What that means is that we only have to modulo test prime numbers. Of course in pursuing that particular optimization we actually neglected to test first whether the next integer we were testing was of the form 6k+1 or 6k-1. The point of this post is to highlight how in the course of developing SQL (or any other code for that matter), we can read our requirements in a number of ways and will need to step out of it and reconsider whether our first reading was complete or even correct.

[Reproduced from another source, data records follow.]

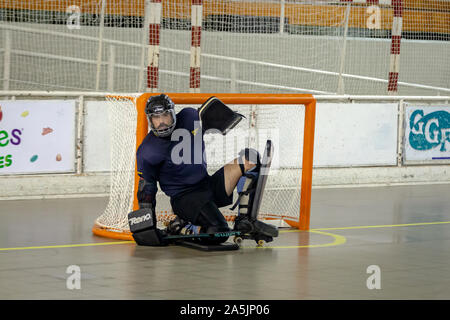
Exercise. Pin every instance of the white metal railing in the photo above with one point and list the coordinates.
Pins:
(8, 51)
(83, 97)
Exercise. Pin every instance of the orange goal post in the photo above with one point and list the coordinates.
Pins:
(287, 119)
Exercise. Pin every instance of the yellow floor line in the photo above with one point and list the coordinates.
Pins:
(338, 239)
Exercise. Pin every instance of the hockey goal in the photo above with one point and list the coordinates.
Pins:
(287, 119)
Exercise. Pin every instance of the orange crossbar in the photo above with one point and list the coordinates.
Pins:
(234, 98)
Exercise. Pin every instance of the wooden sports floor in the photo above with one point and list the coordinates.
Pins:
(364, 243)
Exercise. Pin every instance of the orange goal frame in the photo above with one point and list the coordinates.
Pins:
(235, 98)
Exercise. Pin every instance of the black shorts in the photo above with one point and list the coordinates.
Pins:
(188, 204)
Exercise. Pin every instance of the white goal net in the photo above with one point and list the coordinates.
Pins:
(283, 124)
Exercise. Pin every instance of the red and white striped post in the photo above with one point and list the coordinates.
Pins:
(396, 35)
(395, 46)
(154, 30)
(196, 32)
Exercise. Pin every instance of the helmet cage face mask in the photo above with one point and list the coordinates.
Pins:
(167, 130)
(157, 106)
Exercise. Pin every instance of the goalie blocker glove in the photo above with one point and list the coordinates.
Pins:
(142, 224)
(214, 114)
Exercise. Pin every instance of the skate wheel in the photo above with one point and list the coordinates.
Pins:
(238, 240)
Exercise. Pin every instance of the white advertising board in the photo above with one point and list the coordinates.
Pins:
(427, 133)
(355, 134)
(37, 136)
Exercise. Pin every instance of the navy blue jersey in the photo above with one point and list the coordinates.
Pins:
(177, 165)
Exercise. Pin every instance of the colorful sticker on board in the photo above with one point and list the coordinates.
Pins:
(46, 131)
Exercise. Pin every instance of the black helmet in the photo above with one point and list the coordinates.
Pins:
(158, 105)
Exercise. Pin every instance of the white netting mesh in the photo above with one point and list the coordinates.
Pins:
(282, 124)
(274, 46)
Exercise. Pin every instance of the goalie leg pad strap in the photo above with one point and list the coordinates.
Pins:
(142, 224)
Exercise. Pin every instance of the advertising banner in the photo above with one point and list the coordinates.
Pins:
(37, 136)
(427, 133)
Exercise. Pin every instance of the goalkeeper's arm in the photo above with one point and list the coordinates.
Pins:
(147, 188)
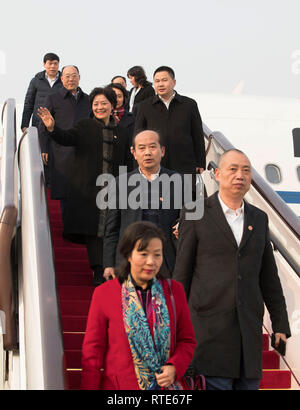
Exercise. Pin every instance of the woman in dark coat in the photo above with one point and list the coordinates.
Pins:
(123, 117)
(142, 89)
(100, 148)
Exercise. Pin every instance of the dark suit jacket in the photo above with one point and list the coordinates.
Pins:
(227, 286)
(39, 88)
(181, 129)
(86, 137)
(118, 219)
(67, 111)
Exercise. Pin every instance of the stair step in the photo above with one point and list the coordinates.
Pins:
(70, 253)
(72, 323)
(276, 379)
(266, 342)
(73, 359)
(75, 279)
(75, 292)
(74, 379)
(67, 266)
(71, 307)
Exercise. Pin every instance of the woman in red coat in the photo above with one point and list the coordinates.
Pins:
(130, 341)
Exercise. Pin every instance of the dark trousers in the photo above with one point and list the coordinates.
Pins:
(94, 246)
(227, 383)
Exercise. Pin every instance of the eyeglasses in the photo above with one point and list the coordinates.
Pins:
(70, 76)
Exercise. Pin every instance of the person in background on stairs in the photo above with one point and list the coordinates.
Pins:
(225, 262)
(132, 339)
(69, 105)
(101, 147)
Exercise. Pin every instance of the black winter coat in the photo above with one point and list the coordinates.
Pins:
(67, 111)
(118, 219)
(181, 129)
(227, 286)
(39, 88)
(82, 217)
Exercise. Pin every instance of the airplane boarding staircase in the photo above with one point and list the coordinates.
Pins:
(45, 282)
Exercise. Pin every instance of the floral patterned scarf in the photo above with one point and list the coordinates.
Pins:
(148, 356)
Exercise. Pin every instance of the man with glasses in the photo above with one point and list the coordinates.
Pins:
(44, 83)
(69, 105)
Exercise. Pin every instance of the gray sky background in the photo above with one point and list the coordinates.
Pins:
(211, 44)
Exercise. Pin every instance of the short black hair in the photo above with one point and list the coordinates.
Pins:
(139, 75)
(70, 65)
(142, 231)
(119, 76)
(50, 57)
(165, 68)
(121, 88)
(160, 138)
(107, 91)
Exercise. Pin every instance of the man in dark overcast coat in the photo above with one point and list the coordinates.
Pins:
(226, 264)
(178, 120)
(148, 151)
(44, 83)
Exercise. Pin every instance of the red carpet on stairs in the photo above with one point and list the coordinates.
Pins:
(74, 279)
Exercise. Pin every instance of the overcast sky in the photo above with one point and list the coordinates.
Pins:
(213, 45)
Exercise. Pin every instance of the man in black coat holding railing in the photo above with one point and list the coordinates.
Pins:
(178, 120)
(225, 262)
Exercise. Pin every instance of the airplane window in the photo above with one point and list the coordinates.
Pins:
(273, 174)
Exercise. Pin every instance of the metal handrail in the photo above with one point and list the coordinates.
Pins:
(43, 334)
(8, 212)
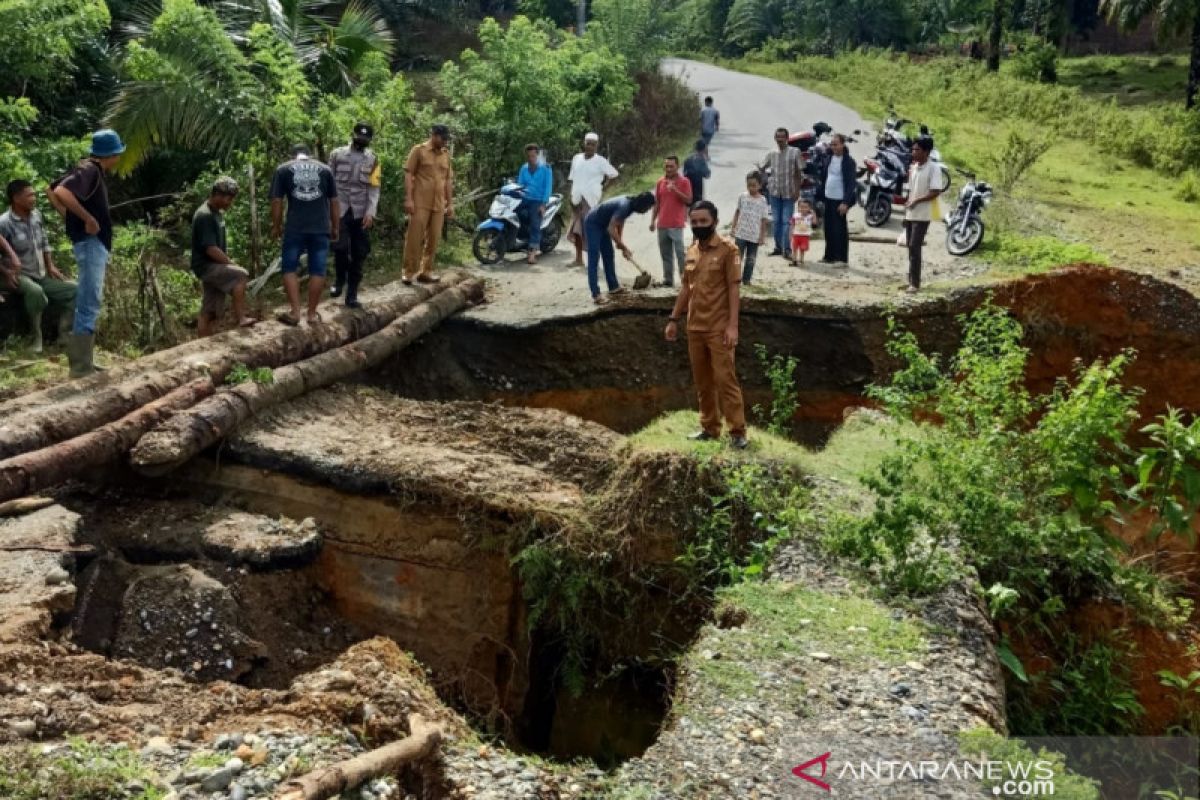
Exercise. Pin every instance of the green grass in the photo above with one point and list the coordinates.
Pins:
(81, 771)
(1079, 193)
(671, 431)
(785, 623)
(1128, 79)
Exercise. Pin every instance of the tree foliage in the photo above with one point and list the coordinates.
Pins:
(528, 83)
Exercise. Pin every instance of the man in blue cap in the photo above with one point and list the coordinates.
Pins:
(82, 198)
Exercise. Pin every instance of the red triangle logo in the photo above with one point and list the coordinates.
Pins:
(802, 770)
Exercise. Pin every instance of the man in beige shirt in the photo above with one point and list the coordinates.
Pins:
(429, 202)
(711, 299)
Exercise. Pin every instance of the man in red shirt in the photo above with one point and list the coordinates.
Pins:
(672, 198)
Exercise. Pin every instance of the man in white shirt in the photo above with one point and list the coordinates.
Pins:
(589, 173)
(924, 184)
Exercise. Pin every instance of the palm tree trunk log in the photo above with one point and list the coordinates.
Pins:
(67, 410)
(996, 34)
(184, 435)
(336, 779)
(51, 465)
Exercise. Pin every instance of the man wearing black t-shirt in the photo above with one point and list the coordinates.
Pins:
(82, 198)
(312, 223)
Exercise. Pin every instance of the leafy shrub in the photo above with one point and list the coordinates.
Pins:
(1017, 488)
(1036, 60)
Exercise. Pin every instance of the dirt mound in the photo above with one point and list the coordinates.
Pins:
(177, 615)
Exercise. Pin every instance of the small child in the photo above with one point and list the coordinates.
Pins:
(750, 224)
(802, 230)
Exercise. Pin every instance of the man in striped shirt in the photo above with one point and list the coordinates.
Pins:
(786, 166)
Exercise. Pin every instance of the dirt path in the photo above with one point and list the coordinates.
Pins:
(751, 108)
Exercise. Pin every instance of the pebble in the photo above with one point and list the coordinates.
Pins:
(57, 576)
(217, 780)
(24, 728)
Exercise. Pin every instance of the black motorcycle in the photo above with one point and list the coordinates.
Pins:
(964, 226)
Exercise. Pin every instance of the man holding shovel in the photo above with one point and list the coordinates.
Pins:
(709, 296)
(604, 228)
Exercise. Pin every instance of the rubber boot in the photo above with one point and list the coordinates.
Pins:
(36, 344)
(79, 354)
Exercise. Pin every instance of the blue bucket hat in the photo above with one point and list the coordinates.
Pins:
(106, 143)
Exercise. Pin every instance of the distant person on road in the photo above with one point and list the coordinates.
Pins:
(211, 263)
(39, 281)
(803, 222)
(429, 203)
(750, 224)
(711, 299)
(838, 186)
(82, 198)
(924, 184)
(672, 196)
(604, 228)
(313, 222)
(537, 179)
(709, 121)
(696, 169)
(358, 173)
(589, 173)
(786, 175)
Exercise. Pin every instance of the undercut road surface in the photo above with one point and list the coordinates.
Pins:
(751, 108)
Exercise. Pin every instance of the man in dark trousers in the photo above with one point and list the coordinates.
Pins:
(924, 184)
(838, 186)
(711, 299)
(357, 170)
(82, 198)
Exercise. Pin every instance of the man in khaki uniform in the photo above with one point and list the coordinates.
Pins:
(709, 296)
(429, 202)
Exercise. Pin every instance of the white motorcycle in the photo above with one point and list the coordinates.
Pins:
(505, 230)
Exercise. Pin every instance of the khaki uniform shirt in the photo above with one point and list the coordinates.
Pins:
(431, 174)
(357, 173)
(711, 272)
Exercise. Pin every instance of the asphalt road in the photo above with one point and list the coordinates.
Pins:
(751, 108)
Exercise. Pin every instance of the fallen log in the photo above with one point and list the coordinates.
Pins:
(186, 434)
(67, 410)
(319, 785)
(39, 469)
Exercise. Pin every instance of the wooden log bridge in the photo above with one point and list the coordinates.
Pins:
(171, 405)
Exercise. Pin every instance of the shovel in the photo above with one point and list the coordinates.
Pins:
(643, 280)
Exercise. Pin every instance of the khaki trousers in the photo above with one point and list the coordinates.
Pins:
(717, 383)
(421, 241)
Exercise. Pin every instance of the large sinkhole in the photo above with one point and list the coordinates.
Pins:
(455, 488)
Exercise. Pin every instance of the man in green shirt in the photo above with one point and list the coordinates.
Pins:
(213, 265)
(40, 282)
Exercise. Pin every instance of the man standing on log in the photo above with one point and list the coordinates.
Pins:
(39, 281)
(429, 203)
(313, 221)
(82, 198)
(709, 296)
(357, 172)
(211, 264)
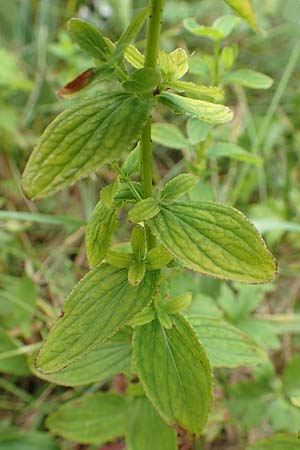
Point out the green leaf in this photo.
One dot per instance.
(277, 442)
(99, 231)
(198, 131)
(191, 25)
(220, 29)
(206, 111)
(82, 139)
(178, 186)
(157, 258)
(16, 439)
(99, 305)
(109, 192)
(145, 316)
(109, 359)
(174, 372)
(233, 151)
(248, 78)
(195, 89)
(119, 259)
(132, 163)
(136, 272)
(130, 34)
(178, 304)
(226, 345)
(146, 430)
(245, 10)
(143, 80)
(169, 135)
(138, 242)
(90, 39)
(174, 65)
(134, 57)
(103, 416)
(214, 239)
(144, 210)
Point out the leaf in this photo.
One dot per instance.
(169, 135)
(119, 259)
(103, 416)
(146, 430)
(90, 39)
(214, 239)
(174, 65)
(145, 316)
(178, 304)
(191, 25)
(130, 34)
(138, 242)
(233, 151)
(174, 372)
(178, 186)
(99, 231)
(226, 345)
(99, 305)
(83, 138)
(245, 10)
(132, 163)
(143, 80)
(134, 57)
(206, 111)
(109, 359)
(109, 192)
(277, 442)
(248, 78)
(198, 90)
(144, 210)
(136, 272)
(17, 439)
(157, 258)
(198, 131)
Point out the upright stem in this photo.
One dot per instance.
(152, 48)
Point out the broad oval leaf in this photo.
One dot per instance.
(92, 419)
(99, 231)
(175, 372)
(245, 10)
(82, 139)
(214, 239)
(277, 442)
(100, 304)
(206, 111)
(146, 430)
(248, 78)
(226, 345)
(90, 39)
(233, 151)
(109, 359)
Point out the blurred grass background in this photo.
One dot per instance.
(42, 244)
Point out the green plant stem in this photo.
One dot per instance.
(152, 48)
(216, 63)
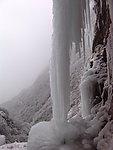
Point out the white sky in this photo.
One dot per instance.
(25, 43)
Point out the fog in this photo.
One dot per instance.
(25, 43)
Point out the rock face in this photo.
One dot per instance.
(10, 130)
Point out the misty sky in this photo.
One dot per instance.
(25, 43)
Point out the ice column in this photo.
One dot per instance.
(59, 70)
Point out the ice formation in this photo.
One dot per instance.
(2, 140)
(88, 90)
(60, 134)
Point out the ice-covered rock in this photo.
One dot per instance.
(2, 140)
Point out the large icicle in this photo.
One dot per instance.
(59, 72)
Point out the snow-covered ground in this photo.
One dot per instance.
(14, 146)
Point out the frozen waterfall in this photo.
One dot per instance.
(68, 23)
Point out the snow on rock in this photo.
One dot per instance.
(14, 146)
(2, 140)
(46, 136)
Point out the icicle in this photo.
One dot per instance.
(59, 72)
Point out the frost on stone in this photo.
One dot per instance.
(2, 140)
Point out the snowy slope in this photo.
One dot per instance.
(14, 146)
(34, 103)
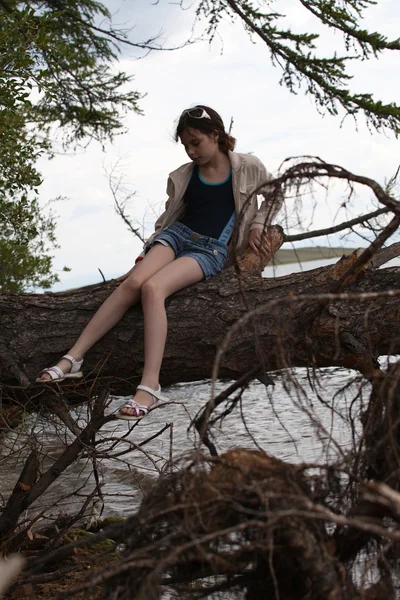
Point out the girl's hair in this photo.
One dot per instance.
(205, 119)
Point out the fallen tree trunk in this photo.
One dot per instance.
(293, 325)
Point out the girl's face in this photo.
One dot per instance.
(200, 147)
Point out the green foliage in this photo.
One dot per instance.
(326, 79)
(56, 70)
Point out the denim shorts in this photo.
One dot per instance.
(208, 252)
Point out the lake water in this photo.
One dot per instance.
(299, 419)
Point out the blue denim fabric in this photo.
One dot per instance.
(208, 252)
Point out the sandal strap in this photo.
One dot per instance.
(54, 372)
(75, 364)
(156, 394)
(136, 406)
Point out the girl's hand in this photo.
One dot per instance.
(258, 242)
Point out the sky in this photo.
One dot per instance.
(234, 75)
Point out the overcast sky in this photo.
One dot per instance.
(235, 76)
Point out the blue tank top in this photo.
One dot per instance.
(209, 206)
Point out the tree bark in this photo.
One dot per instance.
(293, 325)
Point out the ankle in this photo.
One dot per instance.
(151, 382)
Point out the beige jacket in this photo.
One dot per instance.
(248, 175)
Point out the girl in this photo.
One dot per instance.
(190, 243)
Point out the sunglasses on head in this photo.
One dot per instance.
(196, 113)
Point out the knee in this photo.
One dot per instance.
(152, 291)
(131, 286)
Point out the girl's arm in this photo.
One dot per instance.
(270, 206)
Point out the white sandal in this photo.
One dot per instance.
(158, 398)
(56, 374)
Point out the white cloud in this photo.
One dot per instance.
(241, 83)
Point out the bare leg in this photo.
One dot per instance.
(181, 273)
(113, 309)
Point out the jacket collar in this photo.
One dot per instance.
(236, 160)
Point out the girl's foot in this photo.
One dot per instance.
(144, 400)
(67, 368)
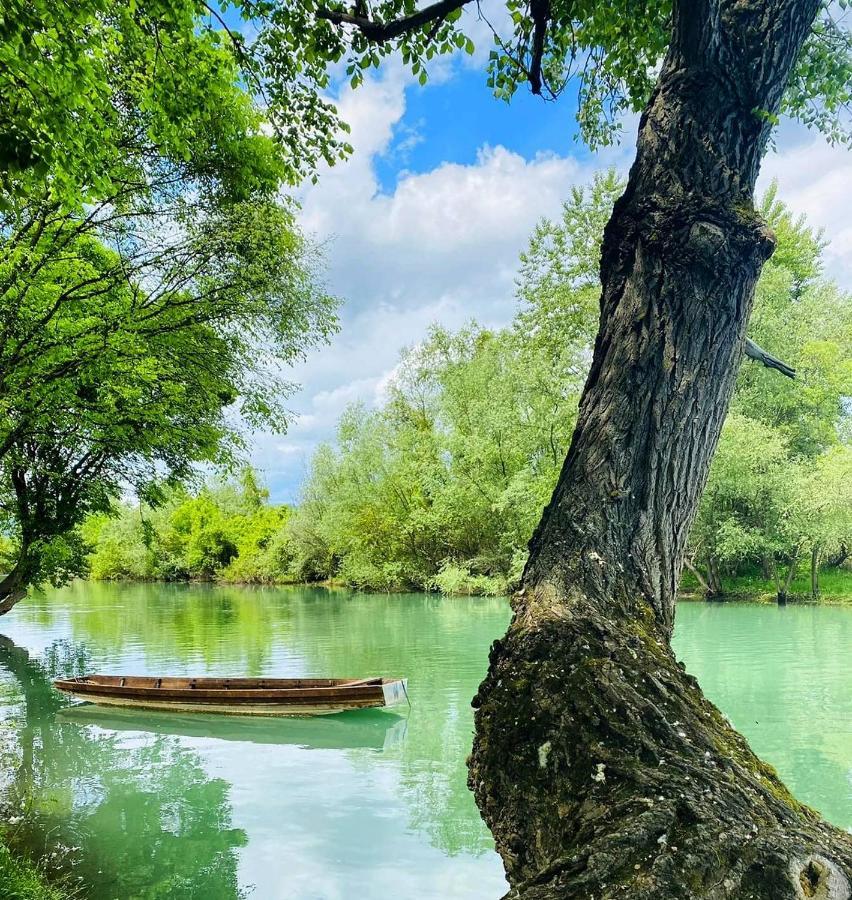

Consider the following statements: “We only need to modulo test primes for a given integer.” and “We need to test whether or not their exists a prime factor for a given integer.” These two statement mean essentially the same thing. When combined with the form of primes being 6k+1 or 6k-1 led us to skip testing the integer itself for being of that form, but assume we have already filled a prime table to a certain number and are testing the prime candidates. Those two statements can lead us to two very different approaches to SQL.
The first statement: “We only need to modulo test primes for a given integer.” could lead us to write something like:
DECLARE @n INT
SELECT TOP 1 1 FROM prime_candidates pc INNER JOIN primes p ON pc.p % p.p = 0 WHERE pc.p=@n
Whereas the second statement: “We need to test whether or not their exists a prime factor for a given integer.” might lead us to write something like:
SELECT TOP 1 1 FROM primes p WHERE @n % p = 0
Since our requirement was to test for prime factors of a given integer and not to produce a set of prime factors performing we do not need the non-equijoin that produces a less efficient execution plan.
Seeks that lead to lookups are usually more efficient than scans. Of course unnecessary operations are inherently inefficient. In either case it is important to test that we do in fact get the results we expect.